Once anchored in the lagoon, Hepworth took soundings in the pass. As reported by Crealock (1955:205-207):

"For the next three days we surveyed the pass from the dingy, working during the few hours of slack water; we had learned by now that in normal weather the current in these lagoons will slacken off towards high and low water, and that there might even be a slight in-going current for an hour or so. Three of us were needed for these sounding operations, one to row the dingy, one to work the lead line, and the third to see, from underwater, that the lead missed no irregularities in the bottom. We were working not in feet but with inches. The bed of the pass, we discovered, was smoothed by the current, with coral growths no larger than cabbages on gently undulating slopes."

Tom Hepworth discovered that there was no straight path through the pass with more than 6 feet of water.in the Admiralty Pilot available in 1952, depth of the pass was reported at 6 fathoms instead of 6 feet, with the pass reported on the eastern rather than northern side of the reef. There is a non-navigable pass on the eastern side. Hepworth anchored adjacent to the beach in the northwest corner of the lagoon.
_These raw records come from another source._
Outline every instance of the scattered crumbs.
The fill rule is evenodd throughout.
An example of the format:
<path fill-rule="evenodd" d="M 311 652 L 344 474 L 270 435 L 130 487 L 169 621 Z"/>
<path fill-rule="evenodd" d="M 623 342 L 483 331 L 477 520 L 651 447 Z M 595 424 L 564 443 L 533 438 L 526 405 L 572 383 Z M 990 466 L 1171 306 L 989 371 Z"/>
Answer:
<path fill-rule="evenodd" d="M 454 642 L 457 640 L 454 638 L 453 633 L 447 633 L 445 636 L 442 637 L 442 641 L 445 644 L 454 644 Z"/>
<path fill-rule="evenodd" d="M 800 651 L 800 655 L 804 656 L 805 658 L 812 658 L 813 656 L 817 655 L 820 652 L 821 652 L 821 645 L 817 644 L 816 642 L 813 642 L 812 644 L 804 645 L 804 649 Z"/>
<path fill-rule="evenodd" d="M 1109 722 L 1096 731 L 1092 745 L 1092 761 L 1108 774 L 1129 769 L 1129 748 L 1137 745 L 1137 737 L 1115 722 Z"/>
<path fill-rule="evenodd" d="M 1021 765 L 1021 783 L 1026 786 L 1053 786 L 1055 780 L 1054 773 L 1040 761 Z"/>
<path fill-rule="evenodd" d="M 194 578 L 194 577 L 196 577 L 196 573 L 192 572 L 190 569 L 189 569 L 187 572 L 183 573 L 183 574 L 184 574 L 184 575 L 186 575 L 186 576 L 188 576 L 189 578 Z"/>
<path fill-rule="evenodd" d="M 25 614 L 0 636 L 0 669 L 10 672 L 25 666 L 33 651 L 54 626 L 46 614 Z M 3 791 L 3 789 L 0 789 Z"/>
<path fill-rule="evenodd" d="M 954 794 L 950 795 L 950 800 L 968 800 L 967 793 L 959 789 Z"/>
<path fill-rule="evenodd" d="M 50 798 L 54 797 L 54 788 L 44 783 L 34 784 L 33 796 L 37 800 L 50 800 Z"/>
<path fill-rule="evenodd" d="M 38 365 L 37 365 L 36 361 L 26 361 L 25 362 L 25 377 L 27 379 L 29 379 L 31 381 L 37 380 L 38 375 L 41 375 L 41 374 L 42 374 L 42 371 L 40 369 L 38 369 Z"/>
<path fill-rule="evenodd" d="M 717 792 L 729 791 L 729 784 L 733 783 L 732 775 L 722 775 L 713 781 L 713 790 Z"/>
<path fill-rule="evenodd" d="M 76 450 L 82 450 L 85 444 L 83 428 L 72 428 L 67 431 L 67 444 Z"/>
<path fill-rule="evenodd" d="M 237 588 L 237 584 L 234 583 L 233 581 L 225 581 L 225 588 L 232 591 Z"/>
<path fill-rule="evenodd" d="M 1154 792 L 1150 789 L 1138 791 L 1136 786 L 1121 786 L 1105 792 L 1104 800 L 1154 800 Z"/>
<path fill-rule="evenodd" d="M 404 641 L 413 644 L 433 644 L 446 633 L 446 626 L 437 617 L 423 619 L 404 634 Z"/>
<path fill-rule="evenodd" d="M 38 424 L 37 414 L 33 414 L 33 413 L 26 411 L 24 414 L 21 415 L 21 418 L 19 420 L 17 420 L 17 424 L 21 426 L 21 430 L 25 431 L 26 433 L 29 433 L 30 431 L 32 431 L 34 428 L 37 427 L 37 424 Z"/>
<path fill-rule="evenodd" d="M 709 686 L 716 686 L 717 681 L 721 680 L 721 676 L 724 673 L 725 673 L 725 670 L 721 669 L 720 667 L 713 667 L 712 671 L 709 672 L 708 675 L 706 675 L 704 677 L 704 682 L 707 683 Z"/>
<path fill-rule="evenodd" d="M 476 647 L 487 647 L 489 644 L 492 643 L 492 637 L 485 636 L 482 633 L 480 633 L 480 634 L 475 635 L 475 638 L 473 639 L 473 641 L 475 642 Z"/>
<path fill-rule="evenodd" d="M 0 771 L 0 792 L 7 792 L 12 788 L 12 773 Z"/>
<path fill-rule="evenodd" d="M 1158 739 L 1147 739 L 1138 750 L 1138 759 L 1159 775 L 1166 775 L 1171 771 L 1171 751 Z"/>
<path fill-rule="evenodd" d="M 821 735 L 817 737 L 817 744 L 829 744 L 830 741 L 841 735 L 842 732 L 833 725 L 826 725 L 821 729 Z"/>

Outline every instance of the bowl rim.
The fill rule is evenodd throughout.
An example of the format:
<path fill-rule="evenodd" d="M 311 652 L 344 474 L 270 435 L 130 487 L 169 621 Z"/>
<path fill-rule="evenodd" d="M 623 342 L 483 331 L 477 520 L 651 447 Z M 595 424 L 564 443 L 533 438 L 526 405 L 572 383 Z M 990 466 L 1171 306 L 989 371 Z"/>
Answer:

The Aurther Rogers possessed an 8-foot draft, and to close the gap between pass depth and boat draft, they waited 10 days for spring tides, which increased pass depth, and then altered the trim of the boat. They eventually found a channel through the pass carrying 7.5 feet, and were able to escape the lagoon.
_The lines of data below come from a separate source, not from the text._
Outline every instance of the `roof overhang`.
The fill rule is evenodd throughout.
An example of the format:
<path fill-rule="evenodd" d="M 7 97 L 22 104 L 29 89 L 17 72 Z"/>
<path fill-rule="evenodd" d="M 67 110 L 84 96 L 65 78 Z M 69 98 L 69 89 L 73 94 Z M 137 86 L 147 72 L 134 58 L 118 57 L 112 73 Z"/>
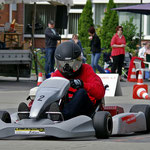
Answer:
<path fill-rule="evenodd" d="M 53 5 L 60 5 L 60 4 L 67 5 L 67 6 L 73 5 L 73 0 L 49 0 L 48 2 L 50 2 Z"/>
<path fill-rule="evenodd" d="M 28 3 L 32 4 L 34 2 L 48 2 L 53 5 L 66 5 L 66 6 L 72 6 L 73 0 L 0 0 L 0 3 L 4 4 L 16 4 L 16 3 Z"/>

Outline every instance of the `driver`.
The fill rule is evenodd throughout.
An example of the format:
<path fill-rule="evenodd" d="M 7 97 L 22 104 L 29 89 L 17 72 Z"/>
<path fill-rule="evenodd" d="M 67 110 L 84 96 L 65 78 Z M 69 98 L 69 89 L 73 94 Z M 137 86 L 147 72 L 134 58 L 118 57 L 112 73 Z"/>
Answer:
<path fill-rule="evenodd" d="M 60 44 L 55 51 L 57 69 L 53 77 L 70 80 L 70 89 L 62 108 L 64 119 L 78 115 L 90 116 L 96 101 L 105 94 L 104 85 L 92 67 L 82 64 L 81 49 L 73 42 Z"/>

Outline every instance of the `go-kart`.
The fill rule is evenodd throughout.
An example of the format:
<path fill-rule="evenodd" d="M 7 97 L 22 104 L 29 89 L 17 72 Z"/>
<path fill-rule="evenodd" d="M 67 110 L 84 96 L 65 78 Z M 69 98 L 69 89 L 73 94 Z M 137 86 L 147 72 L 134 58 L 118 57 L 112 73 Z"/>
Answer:
<path fill-rule="evenodd" d="M 48 111 L 67 94 L 69 87 L 67 79 L 46 79 L 39 86 L 30 111 L 13 114 L 0 111 L 0 139 L 21 135 L 109 138 L 112 134 L 150 131 L 149 105 L 134 105 L 130 113 L 122 113 L 122 108 L 105 107 L 104 100 L 100 100 L 91 116 L 80 115 L 69 120 L 64 120 L 61 112 Z M 28 114 L 28 118 L 19 119 L 19 113 Z M 52 120 L 51 114 L 59 115 L 59 120 Z"/>

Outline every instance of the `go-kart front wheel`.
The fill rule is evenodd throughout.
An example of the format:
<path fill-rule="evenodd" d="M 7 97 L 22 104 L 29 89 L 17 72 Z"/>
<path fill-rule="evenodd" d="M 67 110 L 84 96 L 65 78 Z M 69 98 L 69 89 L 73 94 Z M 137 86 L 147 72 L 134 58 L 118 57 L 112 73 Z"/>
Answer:
<path fill-rule="evenodd" d="M 21 102 L 18 106 L 19 119 L 29 119 L 29 108 L 26 103 Z"/>
<path fill-rule="evenodd" d="M 111 136 L 113 122 L 112 116 L 107 111 L 98 111 L 93 117 L 93 126 L 95 129 L 95 136 L 98 139 L 107 139 Z"/>
<path fill-rule="evenodd" d="M 11 123 L 10 114 L 7 111 L 0 111 L 0 119 L 5 123 Z"/>
<path fill-rule="evenodd" d="M 150 132 L 150 105 L 146 105 L 146 104 L 133 105 L 130 109 L 130 112 L 133 113 L 138 113 L 140 111 L 145 114 L 146 127 L 147 127 L 146 132 L 149 133 Z"/>

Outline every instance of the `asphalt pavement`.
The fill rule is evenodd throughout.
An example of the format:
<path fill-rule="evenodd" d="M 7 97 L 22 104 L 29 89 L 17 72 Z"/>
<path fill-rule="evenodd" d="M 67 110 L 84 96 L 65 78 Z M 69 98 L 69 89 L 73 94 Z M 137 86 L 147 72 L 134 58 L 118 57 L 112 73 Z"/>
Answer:
<path fill-rule="evenodd" d="M 132 82 L 121 82 L 123 96 L 105 97 L 106 106 L 118 105 L 128 112 L 134 104 L 150 104 L 150 100 L 134 100 L 132 98 Z M 144 81 L 150 85 L 150 81 Z M 22 101 L 26 102 L 29 90 L 36 86 L 36 78 L 16 78 L 0 77 L 0 109 L 16 109 Z M 150 93 L 150 92 L 149 92 Z M 21 138 L 0 140 L 1 150 L 147 150 L 150 146 L 150 134 L 128 134 L 122 136 L 112 136 L 109 139 L 96 139 L 95 137 L 77 139 L 57 139 L 57 138 Z"/>

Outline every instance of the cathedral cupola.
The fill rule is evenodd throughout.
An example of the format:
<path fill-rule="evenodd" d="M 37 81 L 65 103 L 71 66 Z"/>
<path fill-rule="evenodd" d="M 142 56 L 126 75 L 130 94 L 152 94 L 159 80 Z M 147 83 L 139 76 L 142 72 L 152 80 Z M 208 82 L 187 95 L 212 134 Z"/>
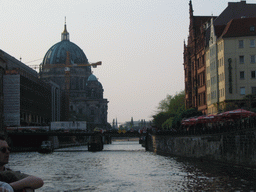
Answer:
<path fill-rule="evenodd" d="M 67 58 L 67 52 L 69 53 L 69 58 Z M 43 59 L 43 66 L 48 64 L 65 64 L 67 59 L 75 64 L 89 63 L 83 50 L 70 41 L 65 18 L 64 30 L 61 33 L 61 41 L 53 45 L 46 52 Z M 91 71 L 90 66 L 87 66 L 86 68 L 88 71 Z"/>

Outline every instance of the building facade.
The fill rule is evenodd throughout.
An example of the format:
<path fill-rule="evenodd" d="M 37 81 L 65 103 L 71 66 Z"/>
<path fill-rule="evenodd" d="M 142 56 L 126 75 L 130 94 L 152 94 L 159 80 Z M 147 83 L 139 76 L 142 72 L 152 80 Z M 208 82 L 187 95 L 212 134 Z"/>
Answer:
<path fill-rule="evenodd" d="M 213 43 L 209 42 L 206 60 L 209 114 L 223 111 L 227 105 L 245 107 L 245 96 L 256 94 L 255 27 L 256 17 L 232 19 L 220 35 L 211 26 Z M 255 106 L 251 103 L 250 107 Z"/>
<path fill-rule="evenodd" d="M 35 70 L 2 50 L 0 64 L 2 131 L 9 126 L 43 126 L 60 120 L 58 85 L 40 80 Z"/>
<path fill-rule="evenodd" d="M 56 83 L 65 92 L 66 121 L 87 121 L 89 129 L 107 126 L 104 89 L 82 49 L 70 41 L 66 23 L 61 41 L 46 52 L 39 73 L 41 79 Z"/>
<path fill-rule="evenodd" d="M 211 16 L 194 16 L 192 2 L 189 3 L 189 36 L 184 43 L 185 106 L 207 112 L 205 84 L 205 39 L 206 27 Z"/>
<path fill-rule="evenodd" d="M 3 53 L 0 51 L 0 131 L 4 130 L 4 92 L 3 92 L 3 76 L 6 68 L 6 61 Z"/>
<path fill-rule="evenodd" d="M 218 62 L 225 61 L 222 61 L 223 57 L 221 61 L 217 58 L 216 38 L 221 35 L 224 27 L 232 19 L 256 17 L 256 4 L 247 4 L 244 0 L 229 2 L 228 7 L 219 16 L 194 16 L 190 0 L 189 13 L 189 36 L 187 43 L 184 43 L 183 53 L 185 106 L 187 109 L 196 108 L 204 114 L 208 114 L 208 107 L 214 111 L 213 108 L 216 107 L 213 106 L 219 105 L 219 90 L 223 92 L 223 87 L 220 88 L 220 85 L 216 83 L 219 74 L 217 65 Z M 218 43 L 221 44 L 221 42 Z M 206 51 L 209 55 L 206 54 Z M 208 67 L 211 68 L 209 71 L 207 71 L 207 62 Z M 208 87 L 209 85 L 211 86 Z M 218 109 L 217 106 L 216 110 Z"/>

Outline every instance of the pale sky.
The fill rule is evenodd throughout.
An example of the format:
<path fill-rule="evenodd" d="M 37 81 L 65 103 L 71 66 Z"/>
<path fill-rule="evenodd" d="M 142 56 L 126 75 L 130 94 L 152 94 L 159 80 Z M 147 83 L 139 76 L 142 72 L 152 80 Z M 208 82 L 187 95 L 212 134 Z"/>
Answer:
<path fill-rule="evenodd" d="M 228 2 L 192 0 L 194 15 L 218 16 Z M 39 65 L 61 40 L 64 18 L 104 88 L 108 122 L 152 120 L 167 94 L 184 90 L 189 0 L 0 0 L 0 49 Z M 256 0 L 247 0 L 256 3 Z M 34 61 L 34 62 L 31 62 Z"/>

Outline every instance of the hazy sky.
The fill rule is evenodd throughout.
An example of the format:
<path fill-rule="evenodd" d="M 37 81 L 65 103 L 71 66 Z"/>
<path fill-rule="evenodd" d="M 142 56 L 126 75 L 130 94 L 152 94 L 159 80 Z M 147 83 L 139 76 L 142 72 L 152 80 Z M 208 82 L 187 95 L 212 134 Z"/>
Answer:
<path fill-rule="evenodd" d="M 192 0 L 194 15 L 219 15 L 228 2 Z M 61 40 L 64 18 L 70 41 L 90 62 L 109 100 L 108 122 L 151 120 L 167 94 L 184 90 L 183 42 L 189 0 L 0 0 L 0 49 L 38 65 Z M 247 3 L 256 3 L 247 0 Z M 34 62 L 31 62 L 34 61 Z"/>

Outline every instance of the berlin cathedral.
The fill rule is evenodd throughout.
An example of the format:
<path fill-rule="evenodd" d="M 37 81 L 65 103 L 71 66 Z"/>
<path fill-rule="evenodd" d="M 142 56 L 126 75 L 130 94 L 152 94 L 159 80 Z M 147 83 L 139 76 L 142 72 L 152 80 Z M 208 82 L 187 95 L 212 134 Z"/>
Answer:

Nengonengo has a very small population, and is actually occupied exclusively by the pearl farms belonging to Mr. R. Wan.

==History==
The first recorded European who arrived to Nengonengo was Englishman Samuel Wallis in 1767. He named it "Prince William Henry".

The small private airport on Nengonengo was inaugurated in 1993. It is owned by the Wan pearl company.

==Administration==
Nengonengo Atoll belongs to the commune of Hao, which includes Ahunui (uninhabited), Nengonengo, Manuhangi (uninhabited) and Paraoa (uninhabited).